J. A. Ruiz Jiménez: «La identidad es el mejor truco para matarnos»
El autor disecciona el cadáver de la ex Yugoslavia en «Y llegó la barbarie»

En los años sesenta la Yugoslavia de Tito era un ejemplo, para los antifranquistas: de la izquierda a Jordi Pujol. Un país «no alineado» que plantaba cara a Moscú. «Nos parecía un país particularmente simpático, como aficionados al deporte, habíamos desarrollado una admiración muy particular por los equipos y jugadores de esa nacionalidad. Hasta la guerra no supimos de las diferencias entre serbios, croatas, montenegrinos, eslovenos…», recuerda José Ángel Ruiz Jiménez.
La guerra arrumbó el lema de un Tito que hoy ya nadie reivindica: «Cuidad la hermandad y la unidad como a la pupila de vuestros ojos». El nacionalismo cegó a la ciudadanía. El compañero de trabajo pasó a ser, por encima de todo, serbio, croata, esloveno… «Los conflictos subyacen en todos los países, pero no todos los países recurren a la violencia. La identidad es el mejor truco para matarnos».
En 2000, este doctor en Historia viajó a la antigua Yugoslavia y quedó muy sorprendido al escuchar a los serbios, los malos oficiales de la guerra. A riesgo de ser catalogado de proserbio, Ruiz Jiménez se pregunta: «¿Por qué son vistos como congénitamente irracionales, miembros de hordas asesinas cuyo mayor placer es segar los cuellos de sus vecinos? Hay barra libre para atacar a los serbios». De esa inmersión en la intrahistoria balcánica nació «Y llegó la barbarie» (Ariel): cómo el nacionalismo y los juegos de poder destruyeron Yugoslavia.
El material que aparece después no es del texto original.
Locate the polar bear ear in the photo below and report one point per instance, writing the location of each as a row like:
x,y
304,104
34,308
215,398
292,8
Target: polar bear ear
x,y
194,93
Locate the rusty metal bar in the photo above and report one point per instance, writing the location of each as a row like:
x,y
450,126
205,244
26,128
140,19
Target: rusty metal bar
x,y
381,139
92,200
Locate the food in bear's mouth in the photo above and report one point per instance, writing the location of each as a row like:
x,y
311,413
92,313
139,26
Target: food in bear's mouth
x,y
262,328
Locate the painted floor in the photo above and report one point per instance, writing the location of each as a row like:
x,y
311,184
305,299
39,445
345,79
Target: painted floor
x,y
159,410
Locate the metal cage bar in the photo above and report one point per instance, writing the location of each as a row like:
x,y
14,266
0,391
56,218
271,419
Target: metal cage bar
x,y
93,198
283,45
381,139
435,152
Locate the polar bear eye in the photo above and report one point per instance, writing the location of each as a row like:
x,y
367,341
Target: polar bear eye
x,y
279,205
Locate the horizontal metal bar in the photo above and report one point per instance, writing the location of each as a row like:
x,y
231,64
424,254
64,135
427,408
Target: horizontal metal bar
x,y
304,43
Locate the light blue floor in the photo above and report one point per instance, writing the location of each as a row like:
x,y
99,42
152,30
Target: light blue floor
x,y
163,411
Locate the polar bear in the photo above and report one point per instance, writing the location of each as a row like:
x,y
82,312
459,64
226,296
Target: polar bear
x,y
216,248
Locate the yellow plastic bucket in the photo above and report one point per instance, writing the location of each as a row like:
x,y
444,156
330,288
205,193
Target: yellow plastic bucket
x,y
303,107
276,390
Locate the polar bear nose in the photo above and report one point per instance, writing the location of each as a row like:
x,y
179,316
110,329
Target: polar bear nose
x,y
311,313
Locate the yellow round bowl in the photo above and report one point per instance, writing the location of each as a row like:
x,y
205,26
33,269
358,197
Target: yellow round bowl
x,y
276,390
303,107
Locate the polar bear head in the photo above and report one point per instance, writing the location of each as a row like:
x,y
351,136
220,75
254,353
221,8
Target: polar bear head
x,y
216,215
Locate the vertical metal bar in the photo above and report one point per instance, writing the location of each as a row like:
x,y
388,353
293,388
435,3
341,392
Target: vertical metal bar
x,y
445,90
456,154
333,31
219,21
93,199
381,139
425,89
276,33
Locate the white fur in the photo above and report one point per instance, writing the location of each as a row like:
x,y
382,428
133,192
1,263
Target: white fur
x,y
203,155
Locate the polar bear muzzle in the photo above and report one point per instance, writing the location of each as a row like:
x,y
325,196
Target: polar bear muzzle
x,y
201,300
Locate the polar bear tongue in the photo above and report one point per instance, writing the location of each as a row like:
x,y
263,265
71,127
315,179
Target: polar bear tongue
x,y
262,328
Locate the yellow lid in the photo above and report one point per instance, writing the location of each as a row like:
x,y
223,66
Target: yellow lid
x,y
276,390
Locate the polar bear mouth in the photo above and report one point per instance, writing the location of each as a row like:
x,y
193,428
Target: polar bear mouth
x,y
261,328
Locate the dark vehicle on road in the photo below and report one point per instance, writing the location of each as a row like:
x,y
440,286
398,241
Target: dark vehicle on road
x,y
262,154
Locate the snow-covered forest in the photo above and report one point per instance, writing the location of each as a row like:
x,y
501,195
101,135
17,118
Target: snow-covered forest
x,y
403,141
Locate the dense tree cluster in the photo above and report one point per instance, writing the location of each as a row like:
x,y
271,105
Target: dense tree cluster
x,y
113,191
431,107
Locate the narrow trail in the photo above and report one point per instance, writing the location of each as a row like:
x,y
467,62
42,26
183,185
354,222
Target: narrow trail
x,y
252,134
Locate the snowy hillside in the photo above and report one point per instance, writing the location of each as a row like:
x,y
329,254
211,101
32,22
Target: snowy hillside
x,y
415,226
El camino lo abonaron políticos, historiadores revisionistas y medios de comunicación: «La gente pecó de excesiva confianza. Nadie se planteaba seriamente empuñar un fusil… hasta que llegó el primer muerto», explica el autor. Resonancias inquietantes: «Las repúblicas exigían cada vez más competencias al gobierno federal y si este se las negaba a otorgarlas, fomentaban un discurso victimista y de desafección al Estado yugoslavo, al que se acusaba de déspota y centralista». El revisionismo histórico dividió a la población: «Se fomentó la imagen del ‘otro’ identificable como extraño, amenazante de dudosa moral, indigno de confianza y/o aprovechado, frente al ‘nosotros’ nacional, virtuoso y víctima de injusticias».
Veinticinco años después, la antigua Yugoslavia es un mosaico de compartimentos estancos. «Con menos de dos millones de habitantes, Kosovo podría ser un Mónaco balcánico pero la gente emigra por falta de oportunidades». El guion étnico decide estatuas placas de las calles. Ruiz Jiménez lo ilustra con una anécdota.
La única efigie autorizada en 2005 la ciudad de Móstar fue la de Bruce Lee: «Retirado en 2009 fue un monumento a la falta de unión y las dificultades de encontrar una identidad común». Aunque en la realidad española no palpita el etnicismo ni la guerra de religiones, Ruiz Jiménez concluye que cualquier motivo podría devenir en ‘casus belli’: «La barbarie puede surgir en cualquier país, con independencia de su cultura y bienestar».